The Minnesota native hit more home runs than Babe Ruth – 61 in ’61 – as the media recorded it, but the media attention took a toll. At the time, there were a number of folks associated with baseball, as well as fans, who thought Ruth’s record should stand forever. Roger Maris related later that the stress in 1961 was so great that – at times – his hair fell out in clumps.

Interviewed at an All-Star game twenty years later, Maris still harbored ill-feelings about the negative attitudes.

“They acted as though I was doing something wrong, poisoning the record books or something,” he said. “Do you know what I have to show for 61 home runs? Nothing. Exactly nothing.”

Who knows whether smoking was a factor? Roger Maris died in 1985 of Hodgkin’s Lymphoma, a form of cancer. He was 51.

Times change. You don’t see a lot of celebrity endorsements of tobacco products. In fact, you don’t see a lot of cigarette ads these days.

For that matter, you don’t see as many magazines near the checkout stands any longer, but the venerable TV Guide is still hanging on, and will celebrate its 60th birthday in April.

Trash and treasures in moving boxes.

It’s Sunday afternoon, over a month after getting the keys to the new building, and I’m still moving boxes. It is a humid day and I’m already feeling the need to wring myself out.

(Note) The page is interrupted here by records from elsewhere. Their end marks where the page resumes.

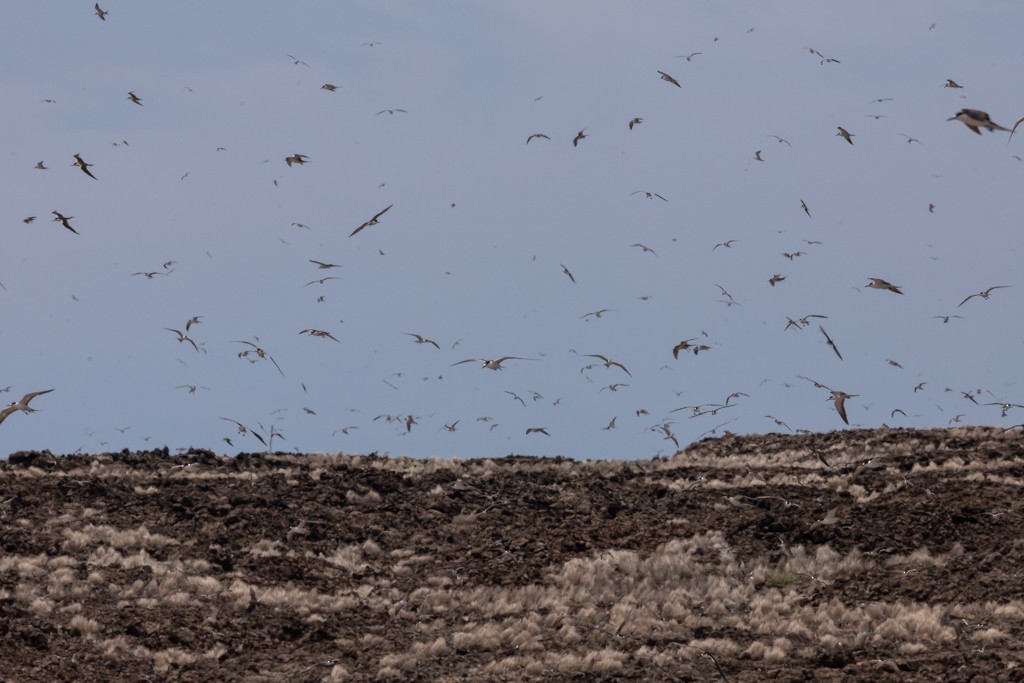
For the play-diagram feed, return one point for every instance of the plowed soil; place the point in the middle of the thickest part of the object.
(881, 555)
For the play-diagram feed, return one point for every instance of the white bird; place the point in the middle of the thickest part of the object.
(976, 119)
(22, 404)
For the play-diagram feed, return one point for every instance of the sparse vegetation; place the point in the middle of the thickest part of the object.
(740, 555)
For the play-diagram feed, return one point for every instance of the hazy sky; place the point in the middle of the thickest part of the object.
(472, 251)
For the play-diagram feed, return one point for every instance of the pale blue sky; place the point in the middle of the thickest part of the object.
(475, 80)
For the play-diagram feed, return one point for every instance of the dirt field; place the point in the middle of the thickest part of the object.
(883, 555)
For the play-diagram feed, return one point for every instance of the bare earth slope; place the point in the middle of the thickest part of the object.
(882, 555)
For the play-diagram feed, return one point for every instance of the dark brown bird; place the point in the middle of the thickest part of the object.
(372, 221)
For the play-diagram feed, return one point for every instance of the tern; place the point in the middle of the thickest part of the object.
(975, 120)
(839, 399)
(668, 79)
(608, 363)
(983, 295)
(79, 162)
(182, 337)
(420, 339)
(493, 365)
(318, 333)
(373, 221)
(879, 284)
(22, 404)
(830, 343)
(64, 220)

Today’s focus is getting the antique Sony Vaio and its younger but equally slow brother connected to the primitive store network. It isn’t so much a network as it is three computers strung together in a desperate attempt to preserve the data that exists separately on each machine. Programs and such.

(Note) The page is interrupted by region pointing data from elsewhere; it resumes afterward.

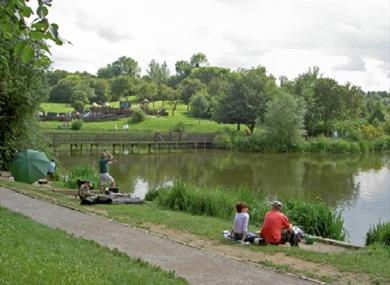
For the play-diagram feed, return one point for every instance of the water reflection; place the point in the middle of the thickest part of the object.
(357, 184)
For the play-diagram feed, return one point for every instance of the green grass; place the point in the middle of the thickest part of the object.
(57, 107)
(314, 217)
(31, 253)
(151, 123)
(373, 260)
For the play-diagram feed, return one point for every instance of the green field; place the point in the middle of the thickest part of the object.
(151, 124)
(372, 261)
(31, 253)
(56, 107)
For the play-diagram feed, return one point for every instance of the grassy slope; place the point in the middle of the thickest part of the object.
(373, 261)
(56, 107)
(152, 124)
(31, 253)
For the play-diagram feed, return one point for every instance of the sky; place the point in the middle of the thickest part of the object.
(348, 40)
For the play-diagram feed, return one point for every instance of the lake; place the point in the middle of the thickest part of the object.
(358, 185)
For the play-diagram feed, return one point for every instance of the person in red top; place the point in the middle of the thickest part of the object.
(276, 228)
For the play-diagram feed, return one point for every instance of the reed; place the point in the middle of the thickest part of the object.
(314, 217)
(82, 172)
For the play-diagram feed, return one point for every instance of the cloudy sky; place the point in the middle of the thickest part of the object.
(348, 39)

I did transfer the customer database over to the laptop and have been using it since switching the Open sign on last week. The older machines give me a spot to save a backup copy. No ‘cloud’ storage here yet.

Baby steps.

Moving is a colossal pain, but it presents the opportunity to review the life-long collection of what-nots that are being dragged around over the course of a lifetime. As I tend to save rather than ditch them, I’ve assembled a pretty large collection of precious junk.

There have been times I have wondered whether it would be better to send some of these things off to the dustbin, but then I run across something that is worth a smile and a couple of memories. You can click on the image for a close up look at that Gladstein Plumbers infield. We were a mighty foursome. I’m the third from the left in my pre-beard days, back when caps did not signify receding hairlines.

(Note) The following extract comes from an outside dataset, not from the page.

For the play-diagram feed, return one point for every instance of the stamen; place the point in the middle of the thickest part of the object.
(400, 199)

That was the same year I got selected to play on a McAlester Boys Club all-star team for a game in Fort Smith, and during the opening warm-ups tripped on the raised infield turf and took a throw from the catcher on the forehead.

Knocked me out cold.

It also bumped me right out of the ballgame, thus ending my all-star career without so much as an at-bat.

I did take home a nice trophy, in the form of an egg-sized lump just below my hairline.

Needless to say, that was centuries ago, back when Charles Dickens was covering sports and the typewriter had yet to replace the quill and inkwell. In fact, I believe the sport of baseball had just been invented. Actually, looking at the photo credit, I noticed the name of Steve Lalli, whose younger brother Jim was a classmate of mine at St. John’s school in McAlester and quite the artist. I didn’t recall Steve being so much older that he would have a job at the newspaper, but perhaps he was a prodigy in the field of reporting. I was no prodigy in the infield of baseball, but I loved to play.

Maybe that’s why I have the clipping in a cardboard box. Who knows? It is, no doubt, the perfect time to rid myself of all the other papers and flotsam filling this particular carton.

But of course, I’ve closed the lid back up on it and taken it up to the loft for safe storage – for who knows what reason.

As to the store’s progress: Books are being sold, folks are wandering in everyday, and the kitchen equipment is still being assembled for the rollout of the bistro. Hopefully it will be in the next couple of weeks.

As for me, it’s back to the boxes and reconnecting the computers, feeling just a little older at having seen how long ago my sports prime actually was.